Britney Spears and will.i.am's video for "Scream & Shout" is an eye-popping feast for the eyes, full of pricy gadgets, surreal images and funky dancers. When director Ben Mor was approached by his pal will.i.am to work on the clip, he had one word in mind: "iconic."
And very few artists are more iconic than Miss Spears when it comes to the world of music videos. Mor has worked with will and the Black Eyed Peas a number of times in the past, but this marked the first time he's worked with the video legend.
"I was very, very excited. Needless to say, I've always wanted to work with her and so completely looking forward to it, super stoked that I finally get to work with her," he told MTV News. "And she was absolutely super professional. [She] wasted no time, showed up before anybody else. [She] was spot on time, not a minute late. Her hair and makeup team, her glam team was amazing to work with. She did her thing. It was awesome to watch. She just lights up. The music kicks in, and it was just awesome. I can't say enough good things about her and her team. They were just awesome."
While it marks Mor's first project with Spears, this is not the first collaboration for Spears and will.i.am, who previously worked together on the 2011 Femme Fatale track "Big Fat Bass." "They definitely have like a brother/sister kind of camaraderie," Mor said. "You can tell they're comfortable around each other. ... Completely friendly, just completely natural. They were just sweet, effortless."

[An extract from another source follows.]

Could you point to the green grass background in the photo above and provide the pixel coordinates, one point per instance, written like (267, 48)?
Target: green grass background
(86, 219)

Brit, in her body-hugging, midriff-baring getup, stands as one of the most intriguing images in the video, but Mor broke down a few of the other eye-catching sequences in the clip. Mor said the clip "was essentially trying to reduce what the song is about to symbols. And that's what it was ... just really keeping it clean and iconic."
Fans were treated to multiple Brits and wills in the clip, in the form of computer-generated clones. That image, Mor said, was picked to vibe with the futuristic theme. "Again, I think when I decided on the style, I knew it was going to be sleek, minimalist. I knew it was going to have a white environment, a black environment, and I knew that I was going to a fashion kind of world, so it's almost like a moving fashion spread. Making them multiple matched the beat and visually popped. It's just a stylist choice. It didn't take too much brains to figure out it looked fresh," he said, adding, "What's better than 10 Britneys, you know?"
Then there is the equally unforgettable scene of will and his clique, mounted on the wall like hunted animals. "There's no deep meaning to any of it. It certainly wasn't trying to produce any narrative," he said. "So to me it was just about, you know, every scene is like a photo. I just liked it, I liked seeing the human heads, and I liked seeing the gold chains off of the plaques and then making it scroll. And then it was an awesome way to introduce characters, some friends of will ... so that it wasn't just about them."
Mor added: "It was about trying to show some youth culture. To us, we both like what's going on with all the GIF madness. GIFs are kind of like the new photos. The whole video is like hundreds of GIFs put together, if you will."
Then there is also the constant repeating image of the golden disco balls in flames. His reason for including that image was pretty simple: "I got the image in my head like I wanted to see a disco ball on fire."